The Blue Angel
The Blue Angel
NR | 05 December 1930 (USA)
The Blue Angel Trailers

Prim professor Immanuel Rath finds some of his students ogling racy photos of cabaret performer Lola Lola and visits a local club, The Blue Angel, in an attempt to catch them there. Seeing Lola perform, the teacher is filled with lust, eventually resigning his position at the school to marry the young woman. However, his marriage to a coquette -- whose job is to entice men -- proves to be more difficult than Rath imagined.

Reviews
Matcollis This Movie Can Only Be Described With One Word.
Boobirt Stylish but barely mediocre overall
Brendon Jones It’s fine. It's literally the definition of a fine movie. You’ve seen it before, you know every beat and outcome before the characters even do. Only question is how much escapism you’re looking for.
Juana what a terribly boring film. I'm sorry but this is absolutely not deserving of best picture and will be forgotten quickly. Entertaining and engaging cinema? No. Nothing performances with flat faces and mistaking silence for subtlety.

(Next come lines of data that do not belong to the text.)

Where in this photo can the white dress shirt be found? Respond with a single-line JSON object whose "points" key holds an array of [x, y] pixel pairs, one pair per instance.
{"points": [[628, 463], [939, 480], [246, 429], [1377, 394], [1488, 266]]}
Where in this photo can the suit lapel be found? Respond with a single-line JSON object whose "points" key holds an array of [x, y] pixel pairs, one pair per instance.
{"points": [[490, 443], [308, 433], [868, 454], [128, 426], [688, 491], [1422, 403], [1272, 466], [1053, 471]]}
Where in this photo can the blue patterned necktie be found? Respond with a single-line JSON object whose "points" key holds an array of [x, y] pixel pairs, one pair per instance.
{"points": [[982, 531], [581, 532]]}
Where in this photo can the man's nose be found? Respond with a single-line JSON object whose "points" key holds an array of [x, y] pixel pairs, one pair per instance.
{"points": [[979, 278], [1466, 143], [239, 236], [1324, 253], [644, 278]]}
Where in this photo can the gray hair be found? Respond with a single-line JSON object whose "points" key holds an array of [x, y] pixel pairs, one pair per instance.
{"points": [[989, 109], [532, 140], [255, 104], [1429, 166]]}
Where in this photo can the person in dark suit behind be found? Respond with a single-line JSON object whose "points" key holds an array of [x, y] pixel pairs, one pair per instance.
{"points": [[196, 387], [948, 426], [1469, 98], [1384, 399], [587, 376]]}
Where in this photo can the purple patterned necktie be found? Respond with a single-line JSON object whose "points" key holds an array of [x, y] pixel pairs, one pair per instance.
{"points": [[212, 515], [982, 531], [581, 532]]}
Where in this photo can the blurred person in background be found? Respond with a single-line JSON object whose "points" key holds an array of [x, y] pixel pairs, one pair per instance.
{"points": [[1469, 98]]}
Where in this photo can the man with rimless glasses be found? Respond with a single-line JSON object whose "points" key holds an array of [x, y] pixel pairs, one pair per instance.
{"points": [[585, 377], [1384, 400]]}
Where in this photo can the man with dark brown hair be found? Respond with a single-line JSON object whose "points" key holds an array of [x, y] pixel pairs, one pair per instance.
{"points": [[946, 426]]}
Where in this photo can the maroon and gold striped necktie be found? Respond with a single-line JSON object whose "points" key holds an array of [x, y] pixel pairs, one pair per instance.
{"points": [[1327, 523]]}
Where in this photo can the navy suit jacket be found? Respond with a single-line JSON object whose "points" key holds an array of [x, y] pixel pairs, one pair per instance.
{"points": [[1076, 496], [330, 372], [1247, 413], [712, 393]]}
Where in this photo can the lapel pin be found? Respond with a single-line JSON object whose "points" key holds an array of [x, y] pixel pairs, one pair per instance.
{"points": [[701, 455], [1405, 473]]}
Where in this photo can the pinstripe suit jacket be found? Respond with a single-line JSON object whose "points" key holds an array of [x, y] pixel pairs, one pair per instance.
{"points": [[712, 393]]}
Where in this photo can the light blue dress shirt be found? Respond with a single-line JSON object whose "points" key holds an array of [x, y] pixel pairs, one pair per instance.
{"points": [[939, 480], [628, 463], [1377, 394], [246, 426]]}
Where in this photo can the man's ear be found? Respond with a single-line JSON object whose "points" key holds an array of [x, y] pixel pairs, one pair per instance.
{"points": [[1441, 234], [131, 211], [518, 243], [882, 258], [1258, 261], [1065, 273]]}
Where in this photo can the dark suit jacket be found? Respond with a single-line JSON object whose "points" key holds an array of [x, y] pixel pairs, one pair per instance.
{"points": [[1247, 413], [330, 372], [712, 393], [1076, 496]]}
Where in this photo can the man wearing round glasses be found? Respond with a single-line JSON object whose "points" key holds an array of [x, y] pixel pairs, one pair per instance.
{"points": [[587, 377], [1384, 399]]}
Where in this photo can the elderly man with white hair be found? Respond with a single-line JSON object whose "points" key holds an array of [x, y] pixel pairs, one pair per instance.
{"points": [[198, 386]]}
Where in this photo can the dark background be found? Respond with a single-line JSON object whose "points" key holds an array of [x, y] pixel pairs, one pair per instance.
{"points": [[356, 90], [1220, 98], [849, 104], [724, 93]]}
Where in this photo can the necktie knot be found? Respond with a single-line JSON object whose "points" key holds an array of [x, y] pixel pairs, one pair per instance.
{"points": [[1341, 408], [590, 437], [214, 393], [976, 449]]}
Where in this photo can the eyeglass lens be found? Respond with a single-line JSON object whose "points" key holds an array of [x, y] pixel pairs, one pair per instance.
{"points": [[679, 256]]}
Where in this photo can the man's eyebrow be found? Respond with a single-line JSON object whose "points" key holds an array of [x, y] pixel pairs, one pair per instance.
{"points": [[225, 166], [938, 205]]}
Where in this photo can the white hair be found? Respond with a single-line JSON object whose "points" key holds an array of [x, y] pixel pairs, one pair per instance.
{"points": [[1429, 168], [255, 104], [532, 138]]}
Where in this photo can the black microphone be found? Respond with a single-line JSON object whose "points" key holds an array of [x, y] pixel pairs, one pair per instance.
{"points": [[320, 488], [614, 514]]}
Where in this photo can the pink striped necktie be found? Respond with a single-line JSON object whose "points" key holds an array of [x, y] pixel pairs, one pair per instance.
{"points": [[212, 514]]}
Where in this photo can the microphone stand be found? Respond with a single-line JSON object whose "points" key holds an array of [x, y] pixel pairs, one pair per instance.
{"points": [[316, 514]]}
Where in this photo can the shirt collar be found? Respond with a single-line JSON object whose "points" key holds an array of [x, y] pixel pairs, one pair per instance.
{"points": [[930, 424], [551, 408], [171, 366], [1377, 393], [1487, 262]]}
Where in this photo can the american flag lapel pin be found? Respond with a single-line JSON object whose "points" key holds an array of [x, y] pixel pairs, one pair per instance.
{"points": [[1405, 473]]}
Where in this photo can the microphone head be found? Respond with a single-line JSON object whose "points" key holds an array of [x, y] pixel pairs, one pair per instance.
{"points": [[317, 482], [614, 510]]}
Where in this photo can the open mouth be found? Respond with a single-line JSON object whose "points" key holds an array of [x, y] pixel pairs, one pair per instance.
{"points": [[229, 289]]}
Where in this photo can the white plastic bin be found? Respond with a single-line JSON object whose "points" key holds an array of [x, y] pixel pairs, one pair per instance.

blanche-2 "The Blue Angel" from 1930 made a star out of Marlene Dietrich and has a great performance by Emil Jannings. It's a very dark tale of obsession leading to degradation.The film is based on a novel by Heinrich Mann directed by Josef von Sternberg. It concerns a professor (Jannings) who goes to a club, The Blue Angel, where he learns his students go, and meets the hypnotic Lola (Dietrich). He falls in love with her, marries her, and starts down a road that leads to hell.This is a movie about images -- a dead bird, the magnificent Lola, Jannings as a clown, his descent into madness, his image in a mirror, and the final shot of him, utterly destroyed, at his old professor desk.This is German filmmaking at its best. Von Sternberg and Dietrich would head for America; Jannings, a Nazi collaborator, would stay put. Later Dietrich called him a "ham." He does give a big performance, but somehow, it isn't over the top. On a side note - Jannings was the winner of the first Academy Award, but in reality, he placed second. The winner? Rin Tin Tin. The Academy believed it wouldn't put them in a good light to give the award to a dog, so they denied Rin his award and gave it to Jannings instead. It's said he used to carry it with him.

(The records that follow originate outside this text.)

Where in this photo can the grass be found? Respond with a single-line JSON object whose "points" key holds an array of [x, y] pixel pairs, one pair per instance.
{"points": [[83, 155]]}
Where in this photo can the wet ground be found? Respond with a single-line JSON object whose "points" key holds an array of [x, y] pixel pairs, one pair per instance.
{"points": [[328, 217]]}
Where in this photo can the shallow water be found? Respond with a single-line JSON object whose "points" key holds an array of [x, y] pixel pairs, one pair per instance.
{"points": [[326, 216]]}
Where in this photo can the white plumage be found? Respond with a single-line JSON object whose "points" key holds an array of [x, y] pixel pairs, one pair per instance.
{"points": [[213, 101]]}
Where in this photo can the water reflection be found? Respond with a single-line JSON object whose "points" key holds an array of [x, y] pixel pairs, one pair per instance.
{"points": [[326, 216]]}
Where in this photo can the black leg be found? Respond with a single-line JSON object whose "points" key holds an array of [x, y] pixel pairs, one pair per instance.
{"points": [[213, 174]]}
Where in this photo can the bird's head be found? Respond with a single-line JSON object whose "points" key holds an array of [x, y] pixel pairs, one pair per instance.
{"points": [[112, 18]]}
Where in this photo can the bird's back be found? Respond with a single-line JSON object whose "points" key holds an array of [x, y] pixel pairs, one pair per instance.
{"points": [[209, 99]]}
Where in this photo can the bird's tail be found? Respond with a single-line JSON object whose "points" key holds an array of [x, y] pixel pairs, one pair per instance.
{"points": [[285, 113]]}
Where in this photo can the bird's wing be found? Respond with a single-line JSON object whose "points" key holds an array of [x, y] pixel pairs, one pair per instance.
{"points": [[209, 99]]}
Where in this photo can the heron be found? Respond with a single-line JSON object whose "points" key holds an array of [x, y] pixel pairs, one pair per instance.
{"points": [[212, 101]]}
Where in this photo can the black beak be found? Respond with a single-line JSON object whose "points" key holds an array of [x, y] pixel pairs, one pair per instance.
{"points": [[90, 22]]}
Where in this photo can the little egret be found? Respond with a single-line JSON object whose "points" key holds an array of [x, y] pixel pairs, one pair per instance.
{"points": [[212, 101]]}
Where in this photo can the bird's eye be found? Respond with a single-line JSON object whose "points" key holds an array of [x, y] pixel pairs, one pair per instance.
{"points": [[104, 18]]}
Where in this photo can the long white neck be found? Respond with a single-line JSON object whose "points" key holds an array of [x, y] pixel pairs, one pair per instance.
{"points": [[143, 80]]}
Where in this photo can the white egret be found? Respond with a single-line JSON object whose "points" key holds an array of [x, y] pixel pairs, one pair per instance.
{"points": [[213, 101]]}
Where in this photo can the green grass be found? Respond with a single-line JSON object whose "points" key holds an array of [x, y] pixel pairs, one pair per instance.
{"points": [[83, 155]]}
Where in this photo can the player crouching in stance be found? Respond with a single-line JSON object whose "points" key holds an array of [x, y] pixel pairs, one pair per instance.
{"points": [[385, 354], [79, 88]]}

finetunes 1. What the heck did Lola see in Immanuel? 2. This was the longest one hour movie ever made. 3. Marlene hadn't lost her baby fat by the time of this movie nor had her voice hit puberty. 4. Was that pancake or cocaine that Lola blew in Immanuel's face? 5. Strongmen have come a long way since the 30's. 6. That bird in the hat trick never gets old. 7. "Dishonored" was much better than this movie and Marlene was even sexier. 8. Everybody laughed when Immanuel crowed when he got married but not so much at the end of the movie.

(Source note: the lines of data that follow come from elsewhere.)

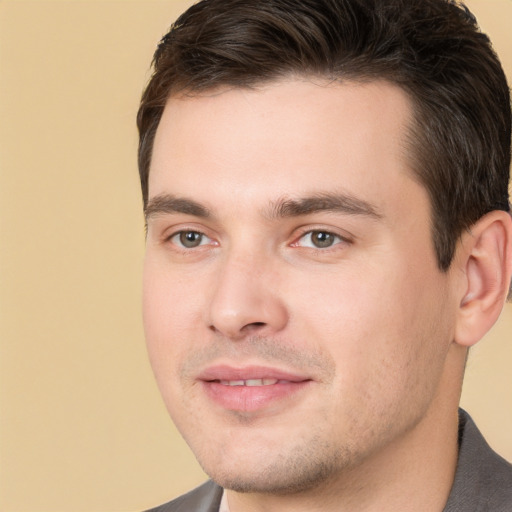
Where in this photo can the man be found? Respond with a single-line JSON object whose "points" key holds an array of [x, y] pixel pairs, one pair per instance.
{"points": [[325, 185]]}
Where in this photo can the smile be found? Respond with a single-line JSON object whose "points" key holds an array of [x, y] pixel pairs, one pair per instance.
{"points": [[250, 382], [252, 389]]}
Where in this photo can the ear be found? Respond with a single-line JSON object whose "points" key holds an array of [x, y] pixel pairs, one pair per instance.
{"points": [[486, 262]]}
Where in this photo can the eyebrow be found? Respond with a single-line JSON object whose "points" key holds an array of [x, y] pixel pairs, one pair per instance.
{"points": [[168, 204], [323, 202]]}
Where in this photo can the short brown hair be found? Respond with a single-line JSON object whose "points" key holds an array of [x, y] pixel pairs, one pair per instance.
{"points": [[432, 49]]}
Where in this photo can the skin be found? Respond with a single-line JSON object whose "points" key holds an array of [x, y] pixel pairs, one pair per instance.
{"points": [[365, 317]]}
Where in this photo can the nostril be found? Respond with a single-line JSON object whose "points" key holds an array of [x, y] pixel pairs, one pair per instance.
{"points": [[255, 325]]}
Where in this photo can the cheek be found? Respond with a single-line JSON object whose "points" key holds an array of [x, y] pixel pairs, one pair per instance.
{"points": [[169, 307]]}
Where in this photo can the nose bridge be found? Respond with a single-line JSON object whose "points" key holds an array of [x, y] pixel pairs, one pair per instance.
{"points": [[245, 296]]}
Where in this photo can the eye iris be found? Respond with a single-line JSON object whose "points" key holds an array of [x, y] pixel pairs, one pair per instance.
{"points": [[190, 238], [322, 239]]}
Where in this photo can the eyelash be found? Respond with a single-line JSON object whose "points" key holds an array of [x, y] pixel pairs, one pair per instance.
{"points": [[175, 237]]}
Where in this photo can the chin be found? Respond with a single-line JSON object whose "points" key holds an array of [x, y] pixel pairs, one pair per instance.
{"points": [[299, 470]]}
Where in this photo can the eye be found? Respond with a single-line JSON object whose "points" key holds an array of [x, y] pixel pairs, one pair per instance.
{"points": [[318, 239], [190, 239]]}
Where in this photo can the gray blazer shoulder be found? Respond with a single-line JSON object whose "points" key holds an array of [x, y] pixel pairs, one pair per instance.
{"points": [[483, 481], [205, 498]]}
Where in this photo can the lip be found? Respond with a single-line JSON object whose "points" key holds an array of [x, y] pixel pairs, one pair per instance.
{"points": [[251, 398]]}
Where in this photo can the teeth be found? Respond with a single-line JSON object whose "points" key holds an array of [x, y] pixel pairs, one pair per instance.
{"points": [[249, 382]]}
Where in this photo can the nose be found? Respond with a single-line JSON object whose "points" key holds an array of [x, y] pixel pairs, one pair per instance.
{"points": [[246, 299]]}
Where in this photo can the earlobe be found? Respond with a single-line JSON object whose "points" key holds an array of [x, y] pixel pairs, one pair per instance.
{"points": [[486, 262]]}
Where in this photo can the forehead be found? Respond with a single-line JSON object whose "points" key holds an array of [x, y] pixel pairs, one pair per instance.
{"points": [[286, 138]]}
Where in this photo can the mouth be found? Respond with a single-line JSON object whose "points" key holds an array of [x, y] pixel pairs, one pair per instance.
{"points": [[251, 389]]}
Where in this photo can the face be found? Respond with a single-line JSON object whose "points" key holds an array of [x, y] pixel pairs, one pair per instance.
{"points": [[296, 321]]}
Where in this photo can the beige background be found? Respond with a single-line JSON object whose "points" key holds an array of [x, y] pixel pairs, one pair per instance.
{"points": [[82, 427]]}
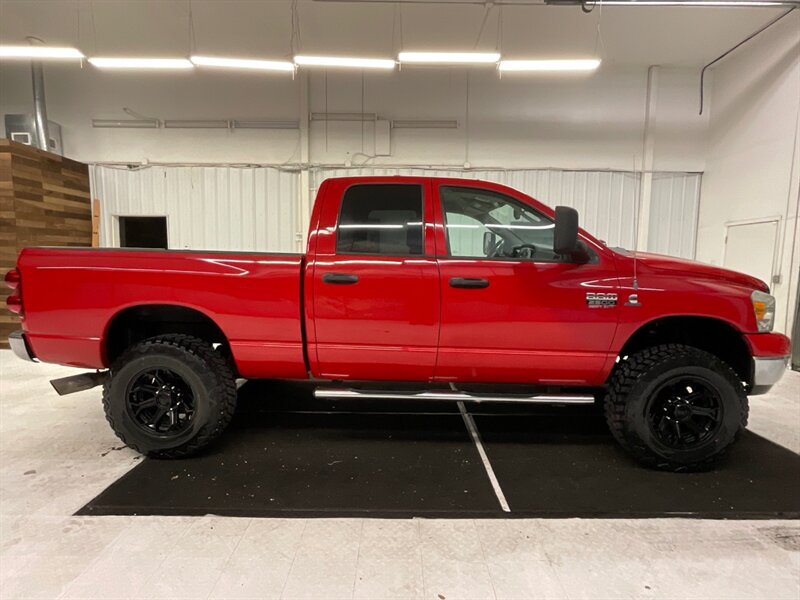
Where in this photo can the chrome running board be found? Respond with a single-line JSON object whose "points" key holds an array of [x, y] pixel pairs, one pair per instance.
{"points": [[333, 393]]}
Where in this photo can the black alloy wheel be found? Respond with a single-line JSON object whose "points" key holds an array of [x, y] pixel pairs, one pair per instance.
{"points": [[160, 401], [685, 412]]}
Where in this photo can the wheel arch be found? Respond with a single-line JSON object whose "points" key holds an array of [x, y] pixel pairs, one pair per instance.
{"points": [[710, 334], [141, 321]]}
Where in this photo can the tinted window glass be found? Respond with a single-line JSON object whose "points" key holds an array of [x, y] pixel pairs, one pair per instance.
{"points": [[381, 219], [485, 224]]}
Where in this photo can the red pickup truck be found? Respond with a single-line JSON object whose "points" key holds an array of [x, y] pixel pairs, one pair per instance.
{"points": [[411, 287]]}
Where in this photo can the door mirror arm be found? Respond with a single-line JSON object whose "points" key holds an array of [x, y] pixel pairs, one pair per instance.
{"points": [[565, 237]]}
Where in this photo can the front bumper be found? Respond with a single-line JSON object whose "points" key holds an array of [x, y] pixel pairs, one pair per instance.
{"points": [[766, 373], [19, 346], [770, 352]]}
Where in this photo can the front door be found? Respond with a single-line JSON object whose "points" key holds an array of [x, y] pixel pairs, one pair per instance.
{"points": [[512, 310], [376, 285]]}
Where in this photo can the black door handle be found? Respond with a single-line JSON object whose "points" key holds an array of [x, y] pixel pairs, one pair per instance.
{"points": [[469, 282], [340, 278]]}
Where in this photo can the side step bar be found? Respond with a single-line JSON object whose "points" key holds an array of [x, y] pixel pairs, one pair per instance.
{"points": [[332, 393]]}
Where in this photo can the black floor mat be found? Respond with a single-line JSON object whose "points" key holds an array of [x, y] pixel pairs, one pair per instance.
{"points": [[293, 455]]}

l_rawjalaurence THE BLUE ANGEL may have a hackneyed, quasi-melodramatic plot, but it is quite simply brilliant nonetheless. In her debut feature, Marlene Dietrich is both sexy and dominant; photographed in a variety of states of déshabillée by Von Sternberg, she come across as someone with an instinctive feel for the camera. Her songs are beautifully delivered, and her sheer presence within the frame is a delight. Emil Jannings is equally memorable as the gulled professor; in a film showing its origins in silent movies, he has a range of gestures and eye-work that are tremendously funny, especially in those sequences where he tries to keep his class of unruly students quiet, or when he tries yet fails to suppress his amorous feelings for Lola (Dietrich). The film's ending is both shocking and yet poignant, showing the depths to which humankind can be reduced once love gets in the way. When the Professor chases Lola for the final time, uttering the unearthly screams of a cockerel, we feel genuinely concerned for her safety. As with most UFA films of this period, THE BLUE ANGEL is distinguished by atmospheric lighting and use of shadows, especially in its portrayal of the seedy back-streets where the Blue Angel club is situated. Definitely a classic of its kind that stands up really well after eight decades.
funkyfry I can't say much about this film, having just seen it for the first time, but while I was impressed with Von Sternberg's direction, as usual, I felt that this film lacked substance and drive. The story is too predictable; maybe at its time, it had some novelty. I hoped that the road would twist in some unpredictable direction, but it simply loped along to its predictably depressing conclusion.Jannings and Dietrich are wonderfully cast and carry off their roles with perfection. Less convincing is Kurt Gerron's magician -- he seems like he would belong more as a bar-tender than as an impresario. The touches of humor are odd.... I found myself uncertain at times whether it was a comedy or a drama. Certainly, the film makes Jannings' imperious school professor a subject of so much ridicule that his fall from grace comes more as a relief than a tragedy.One would hope to find minor characters with some flash to add some interest to a simple story, but only Hans Albers' strongman can really make much of an impression next to Jannings and Dietrich.It's a pleasing film to watch, I enjoyed much of the atmosphere and so forth, but it didn't make much of a lasting impression on me I'm afraid.